Surprise, surprise – Owl
Jane Denton www.thisismoney.co.uk
The average selling price of Barratt Developments homes going to private buyers has jumped by more than £15,000 in a year.
In a trading update, the biggest housebuilder in the country said its average selling price for private sales was around £325,000, against just over £310,000 last year.
Across all its operations, Barratt saw average selling prices rise from just over £280,000 in 2020 to £289,000 in the last 12 months.
The group, which will publish its full results in September, also upped its profit forecast for the year, claiming it looked set to be slightly better than expected.
Barratt said it was on track to build around 20,000 new homes over the coming year.
During the pandemic, housebuilders have been able to take advantage of surging buyer demand, driven by the stamp duty holiday and relatively cheap mortgage deals.
In the last few weeks, the housing market has showed signs it is cooling down, but figures from the Office for National Statistics this morning highlight that average prices have jumped by 10 per cent in the past year.
Boss David Thomas,: ‘Whilst these are still uncertain times, we enter the new financial year in a strong position and remain focussed on our medium-term targets, including delivering 20,000 homes a year.’
Barratt said it was well-placed to perform strongly this year, with total forward sales including joint ventures of £3.47billion at 30 June.
The company said it expected pre-tax profit for the year ended 30 June to be slightly above analysts’ forecast range of £761million to £812million. It made a profit of £491.8million in 2019-2020 and £904.3million in 2018-2019.
The FTSE 100-listed company said it completed 17,243 homes in the year, compared with 12,604 a year earlier and 17,856 the year before that.
Barratt said it had built around 324 homes a week in the second half and had seen ‘build cost inflation’ of around 2 per cent, which it said was in line with its guidance.
It added: ‘Given the continued strength of the market and constraints in parts of our supply chain, we are currently experiencing build cost inflation of 3% to 4%.’
In the past year, Barratt snapped up 18,067 plots of land for around £877million, up from 9,441 plots the year before.
The group also said it expected to fork out £81million to fix or replace potentially flammable cladding on some of its high-rise sites. It said the costs set aside for such work may have to be increased in future.

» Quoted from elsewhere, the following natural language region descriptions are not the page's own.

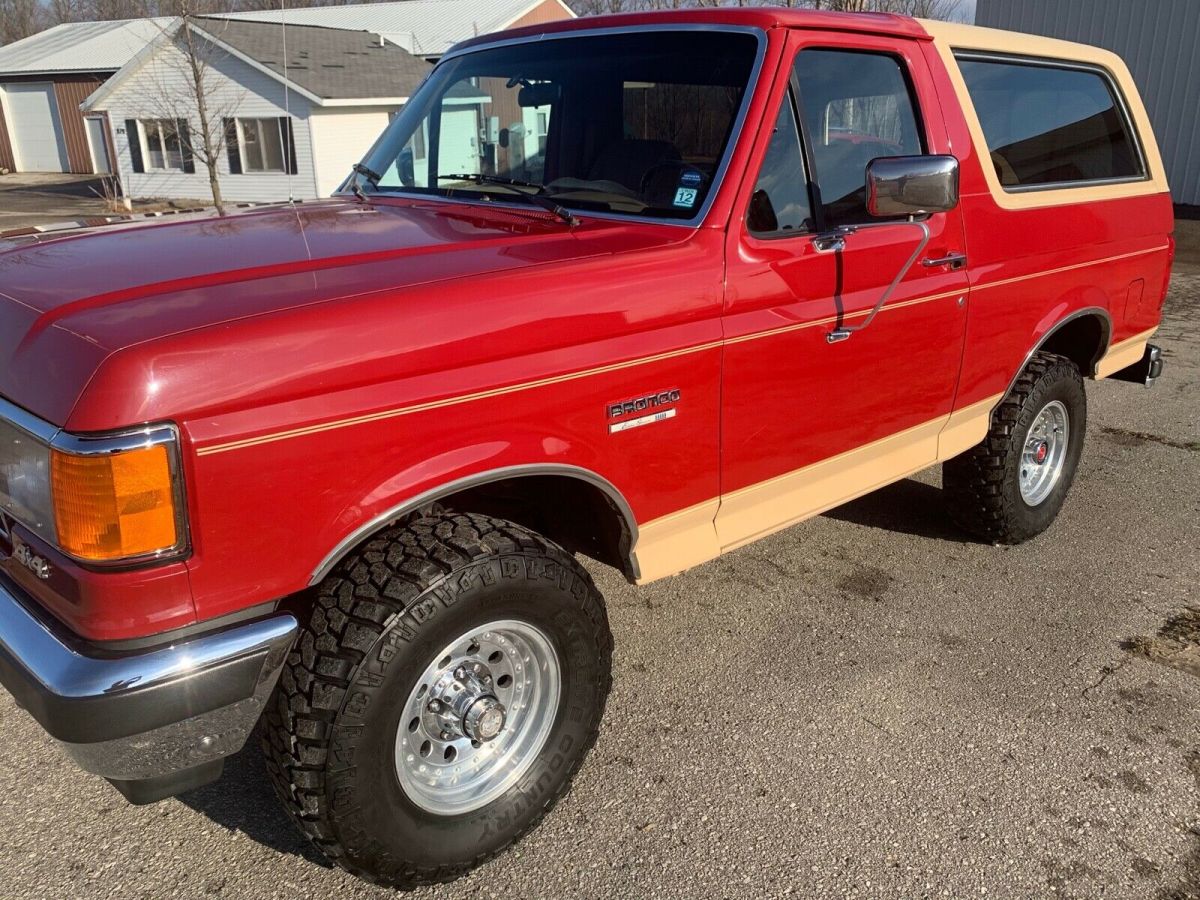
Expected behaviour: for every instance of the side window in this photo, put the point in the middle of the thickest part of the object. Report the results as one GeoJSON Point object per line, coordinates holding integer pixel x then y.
{"type": "Point", "coordinates": [857, 106]}
{"type": "Point", "coordinates": [780, 201]}
{"type": "Point", "coordinates": [1047, 125]}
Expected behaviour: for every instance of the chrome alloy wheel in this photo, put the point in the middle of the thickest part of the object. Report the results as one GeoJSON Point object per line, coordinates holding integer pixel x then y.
{"type": "Point", "coordinates": [1044, 454]}
{"type": "Point", "coordinates": [478, 717]}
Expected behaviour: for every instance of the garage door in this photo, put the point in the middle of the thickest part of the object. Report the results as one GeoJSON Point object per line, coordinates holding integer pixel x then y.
{"type": "Point", "coordinates": [34, 127]}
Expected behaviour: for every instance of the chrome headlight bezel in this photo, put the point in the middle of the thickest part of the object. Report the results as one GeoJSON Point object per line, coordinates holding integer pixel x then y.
{"type": "Point", "coordinates": [36, 507]}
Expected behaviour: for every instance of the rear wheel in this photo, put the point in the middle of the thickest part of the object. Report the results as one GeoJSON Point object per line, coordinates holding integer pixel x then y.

The group said: ‘Whilst the charges in respect of cladding and external wall systems reflect our current best estimate of the extent and future costs of work required, as assessments and work progresses or if Government legislation and regulation further evolves, estimates may have to be updated.’
Shares in Barratt are currently up 0.23 per cent or 1.60p to 698.40p. A year ago the share price was 528.20p, meaning it has risen by around 32 per cent in the past year.

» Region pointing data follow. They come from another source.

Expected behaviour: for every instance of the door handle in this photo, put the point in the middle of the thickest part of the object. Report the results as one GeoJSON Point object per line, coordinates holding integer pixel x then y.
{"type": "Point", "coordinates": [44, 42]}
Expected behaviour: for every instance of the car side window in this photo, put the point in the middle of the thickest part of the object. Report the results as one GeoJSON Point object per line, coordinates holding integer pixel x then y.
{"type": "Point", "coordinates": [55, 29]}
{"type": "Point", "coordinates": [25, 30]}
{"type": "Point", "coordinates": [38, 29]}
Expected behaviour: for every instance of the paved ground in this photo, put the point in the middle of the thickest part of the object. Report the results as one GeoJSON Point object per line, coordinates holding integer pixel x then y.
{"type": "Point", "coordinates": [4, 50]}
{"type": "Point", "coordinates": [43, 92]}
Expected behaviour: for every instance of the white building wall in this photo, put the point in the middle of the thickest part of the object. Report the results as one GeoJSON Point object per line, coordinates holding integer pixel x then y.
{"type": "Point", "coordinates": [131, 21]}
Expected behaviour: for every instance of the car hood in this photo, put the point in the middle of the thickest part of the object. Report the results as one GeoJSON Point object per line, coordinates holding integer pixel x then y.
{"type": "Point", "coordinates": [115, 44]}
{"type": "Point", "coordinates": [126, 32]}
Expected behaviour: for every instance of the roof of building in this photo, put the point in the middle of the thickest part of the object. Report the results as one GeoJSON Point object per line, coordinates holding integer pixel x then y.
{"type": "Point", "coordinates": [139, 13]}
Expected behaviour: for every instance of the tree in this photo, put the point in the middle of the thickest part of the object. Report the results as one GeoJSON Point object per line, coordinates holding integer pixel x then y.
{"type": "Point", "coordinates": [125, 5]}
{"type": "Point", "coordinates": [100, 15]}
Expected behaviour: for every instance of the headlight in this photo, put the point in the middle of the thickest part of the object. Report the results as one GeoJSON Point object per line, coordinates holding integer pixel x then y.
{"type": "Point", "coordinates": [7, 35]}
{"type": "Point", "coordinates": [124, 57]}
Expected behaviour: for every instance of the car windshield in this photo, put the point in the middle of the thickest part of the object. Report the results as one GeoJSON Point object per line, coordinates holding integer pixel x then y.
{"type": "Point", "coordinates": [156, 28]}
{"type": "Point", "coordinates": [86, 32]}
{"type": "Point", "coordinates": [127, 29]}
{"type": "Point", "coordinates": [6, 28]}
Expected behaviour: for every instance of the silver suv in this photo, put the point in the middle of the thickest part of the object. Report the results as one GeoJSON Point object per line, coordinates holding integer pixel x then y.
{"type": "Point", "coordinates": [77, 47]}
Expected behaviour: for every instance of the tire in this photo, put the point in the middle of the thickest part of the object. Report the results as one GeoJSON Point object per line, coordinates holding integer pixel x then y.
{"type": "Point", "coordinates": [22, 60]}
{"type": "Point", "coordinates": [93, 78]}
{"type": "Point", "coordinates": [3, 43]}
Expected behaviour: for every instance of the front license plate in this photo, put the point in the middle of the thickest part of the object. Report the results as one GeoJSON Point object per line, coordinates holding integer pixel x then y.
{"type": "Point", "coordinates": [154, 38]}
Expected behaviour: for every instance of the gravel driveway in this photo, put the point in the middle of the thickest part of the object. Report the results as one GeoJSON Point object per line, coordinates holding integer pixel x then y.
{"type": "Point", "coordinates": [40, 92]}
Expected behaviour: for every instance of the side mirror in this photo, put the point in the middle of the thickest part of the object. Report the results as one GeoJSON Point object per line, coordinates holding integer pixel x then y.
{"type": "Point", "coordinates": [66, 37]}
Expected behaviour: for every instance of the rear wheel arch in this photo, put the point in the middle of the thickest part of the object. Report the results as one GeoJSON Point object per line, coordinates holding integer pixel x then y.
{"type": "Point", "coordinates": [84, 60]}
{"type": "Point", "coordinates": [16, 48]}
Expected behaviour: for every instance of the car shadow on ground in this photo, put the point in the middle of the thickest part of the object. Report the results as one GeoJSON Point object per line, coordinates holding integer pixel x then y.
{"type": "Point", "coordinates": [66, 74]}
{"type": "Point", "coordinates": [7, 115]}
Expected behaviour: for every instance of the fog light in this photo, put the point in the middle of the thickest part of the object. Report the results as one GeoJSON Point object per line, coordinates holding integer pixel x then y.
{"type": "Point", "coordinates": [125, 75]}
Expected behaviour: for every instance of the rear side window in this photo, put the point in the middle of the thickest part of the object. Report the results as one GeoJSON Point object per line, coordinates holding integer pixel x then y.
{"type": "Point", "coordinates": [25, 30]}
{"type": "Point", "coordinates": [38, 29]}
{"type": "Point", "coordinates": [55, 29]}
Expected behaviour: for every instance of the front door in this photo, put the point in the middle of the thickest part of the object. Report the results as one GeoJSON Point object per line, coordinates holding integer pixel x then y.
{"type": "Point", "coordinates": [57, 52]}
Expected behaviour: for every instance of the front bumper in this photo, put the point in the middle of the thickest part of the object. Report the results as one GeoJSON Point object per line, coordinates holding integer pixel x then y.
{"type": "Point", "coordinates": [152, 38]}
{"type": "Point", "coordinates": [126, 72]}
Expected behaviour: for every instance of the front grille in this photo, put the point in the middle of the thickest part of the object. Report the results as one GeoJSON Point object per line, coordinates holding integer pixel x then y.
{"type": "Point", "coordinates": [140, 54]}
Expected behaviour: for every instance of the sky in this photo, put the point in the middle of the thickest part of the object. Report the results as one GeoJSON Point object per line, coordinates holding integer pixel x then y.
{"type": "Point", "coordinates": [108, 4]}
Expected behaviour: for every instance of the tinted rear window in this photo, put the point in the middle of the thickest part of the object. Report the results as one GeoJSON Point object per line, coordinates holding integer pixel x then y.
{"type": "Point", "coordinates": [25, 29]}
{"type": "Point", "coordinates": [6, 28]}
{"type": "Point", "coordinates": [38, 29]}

On the dividend front, Barratt said: ‘The Board continues to recognise the importance of dividends to all shareholders with a dividend policy based on a full year dividend cover of 2.5 times.’
William Ryder, an equity analyst at Hargreaves Lansdown, said: ‘Like its peers, Barratt is doing well out of a strong housing market.
‘House prices are rising and completions have nearly recovered to pre-pandemic levels, which will both be good news to shareholders.
‘However, Barratt is starting to see build costs rise, which is a common problem in the sector. Cost inflation ran at about 2% for the full year but is currently running at 3-4%. So far, it looks like house price increases are more than swallowing the extra expenses, but if house prices start to cool margins may come under pressure.
‘The burst of build cost inflation may be short lived – the result of pent up demand and pandemic disruption.
‘If so, it shouldn’t be a problem. But if it’s sustained, or price increases become more widespread, that would be more concerning. The UK’s housing market has surprised us with its stubborn march upwards over the last year or so, but with uncertainty ahead, Barratt isn’t quite out of the woods just yet.’